もはや立ち上がる力も残ってなかった当時の俺は、取り巻きのうちの一人に無理やり抱き上げられ、椅子に座らされた。
そこに置かれたのは、一枚の紙とシャーペン。
「返事、書けよ」
その瞬間、ひどい寒気が背中を駆けたことを覚えている。
「どういうふうに書くべきかは、わかってるよなぁ?」
そう言って、南原は耳元で指の骨を鳴らした。意味は明白。茜を振る内容の手紙を書かなければ、また鳥葬もどきを喰らわせる、ということだ。

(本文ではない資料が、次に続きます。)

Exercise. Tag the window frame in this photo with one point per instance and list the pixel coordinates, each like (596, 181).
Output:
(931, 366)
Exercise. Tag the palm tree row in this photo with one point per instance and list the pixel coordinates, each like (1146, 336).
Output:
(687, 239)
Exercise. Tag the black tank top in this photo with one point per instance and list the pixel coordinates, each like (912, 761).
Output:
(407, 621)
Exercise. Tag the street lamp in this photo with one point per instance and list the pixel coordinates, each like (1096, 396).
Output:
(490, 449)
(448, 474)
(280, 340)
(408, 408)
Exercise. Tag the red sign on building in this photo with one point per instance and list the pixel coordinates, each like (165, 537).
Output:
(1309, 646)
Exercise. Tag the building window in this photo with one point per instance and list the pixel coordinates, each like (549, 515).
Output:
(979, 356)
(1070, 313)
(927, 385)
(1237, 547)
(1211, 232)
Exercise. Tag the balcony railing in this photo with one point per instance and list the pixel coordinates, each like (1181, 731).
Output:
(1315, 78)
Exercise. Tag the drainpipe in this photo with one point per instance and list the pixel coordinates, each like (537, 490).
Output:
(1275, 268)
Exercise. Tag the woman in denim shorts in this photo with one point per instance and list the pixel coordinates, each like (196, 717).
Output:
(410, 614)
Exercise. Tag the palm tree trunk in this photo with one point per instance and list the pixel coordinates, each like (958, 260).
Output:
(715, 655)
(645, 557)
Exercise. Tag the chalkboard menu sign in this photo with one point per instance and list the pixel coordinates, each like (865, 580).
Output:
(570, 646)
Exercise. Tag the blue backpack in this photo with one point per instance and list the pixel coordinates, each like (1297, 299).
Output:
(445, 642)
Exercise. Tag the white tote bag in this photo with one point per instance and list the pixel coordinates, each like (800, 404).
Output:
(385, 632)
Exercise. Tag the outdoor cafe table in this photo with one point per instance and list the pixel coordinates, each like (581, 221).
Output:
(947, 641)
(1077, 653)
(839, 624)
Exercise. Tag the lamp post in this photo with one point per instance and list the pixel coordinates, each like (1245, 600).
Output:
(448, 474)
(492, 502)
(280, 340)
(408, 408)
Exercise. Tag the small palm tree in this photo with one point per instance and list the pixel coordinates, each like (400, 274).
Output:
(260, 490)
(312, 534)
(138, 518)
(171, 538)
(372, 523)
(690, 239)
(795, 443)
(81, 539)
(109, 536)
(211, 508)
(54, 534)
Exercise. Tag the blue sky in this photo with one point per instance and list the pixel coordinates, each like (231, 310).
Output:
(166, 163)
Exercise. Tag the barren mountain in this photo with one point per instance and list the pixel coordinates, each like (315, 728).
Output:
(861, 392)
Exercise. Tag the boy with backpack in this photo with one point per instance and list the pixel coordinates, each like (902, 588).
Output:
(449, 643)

当時の俺は、もちろん書くのを渋っていた。その様子にイラついた南原が、拳で机を叩く。そして当時の俺はシャーペンを持った。だが、肝心の文字が書かれない。ここで折れたら、人間として、何もかもが終わる。それだけは嫌だ。そう思っていた。
だが、南原は椅子を蹴って、当時の俺の心を揺さぶる。当時の俺は過呼吸気味になりながらも、シャーペンを握るだけで、一文字も書かなかった。

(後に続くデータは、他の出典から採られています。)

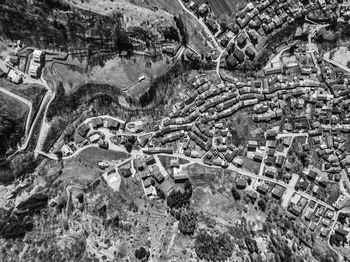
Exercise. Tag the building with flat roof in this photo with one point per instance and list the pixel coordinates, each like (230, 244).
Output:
(14, 77)
(34, 69)
(38, 56)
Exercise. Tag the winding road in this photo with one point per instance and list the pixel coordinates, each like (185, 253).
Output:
(25, 101)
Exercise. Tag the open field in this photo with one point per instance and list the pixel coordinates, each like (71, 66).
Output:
(133, 15)
(123, 73)
(83, 168)
(197, 36)
(33, 93)
(15, 111)
(341, 55)
(15, 108)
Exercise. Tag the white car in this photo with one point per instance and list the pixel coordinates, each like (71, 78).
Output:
(103, 164)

そこに、取り巻きのうちの一人が、当時の俺の肩を掴んだ。そして掴む力を、どんどん強くしていった。
痛い。
見ているだけなのに、急にあの時と同じ感覚が俺の体に走った。
痛い。痛い。
やめろ、やめてくれ。
しまいには南原が首をつかんで締め始めた。
苦しい。痛い。痛い。苦しい。苦しい。苦しい! 痛い! 苦しい! 苦しい!! 苦しい!!!
このままじゃ、死ぬ——!
「——!!!!」
一生懸命口を開け、声にならない叫びを上げた。早く解放してくれ。この苦痛から、早く!
そしてこの時、俺の心の何かが壊れた。
気づけば、俺は一心不乱に字を書いていた。
南原と取り巻きは手を解き、当時の俺が書いていた紙を取った。だが、「これでは読めない。清書しろ」と言う。
俺の心は、もう折れていた。
あとは機械のように、「君のことは好きじゃない」だの、「付き合うことはどうしてもできない」だの、そういうことを書いていた。

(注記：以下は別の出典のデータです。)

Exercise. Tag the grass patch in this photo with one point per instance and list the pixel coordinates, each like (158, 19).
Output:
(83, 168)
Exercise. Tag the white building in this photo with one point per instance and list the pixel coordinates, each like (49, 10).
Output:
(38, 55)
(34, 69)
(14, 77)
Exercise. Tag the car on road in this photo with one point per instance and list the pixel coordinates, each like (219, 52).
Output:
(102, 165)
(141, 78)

真ん中あたりまで書いたところで涙が、ポロポロとこぼれ出した。堪えようとしたが、止まらない。声を出す力も残ってなかったから、当時の俺はただただ静かに泣いていた。
ごめんなさい。
いや、ごめんなさいというのもおこがましい。
俺は意志が弱くて、こんな暴力を跳ね返す力も無い。
愛する人を守る力もなくて、何が恋だ。
俺は人間の屑だ。俺が彼女を作るだとか、恋をするだとか、そんなことをする資格はないんだ。
そう心に刻むように、俺はペンを動かした。
「ヒヒ……おもしれー……」
南原とその取り巻きの下衆な笑い声が、当時の俺の心の中に刻まれた。
手紙を仕上げて解放された頃には、真っ赤な夕焼けが空に浮かんでいた。
いつもなら綺麗だとか、それくらいの感想は浮かぶのに、そんなことは微塵も思わず、
「フフ……アハ……アハハ……」
涙を流して、自分を嗤うことしかしなかった。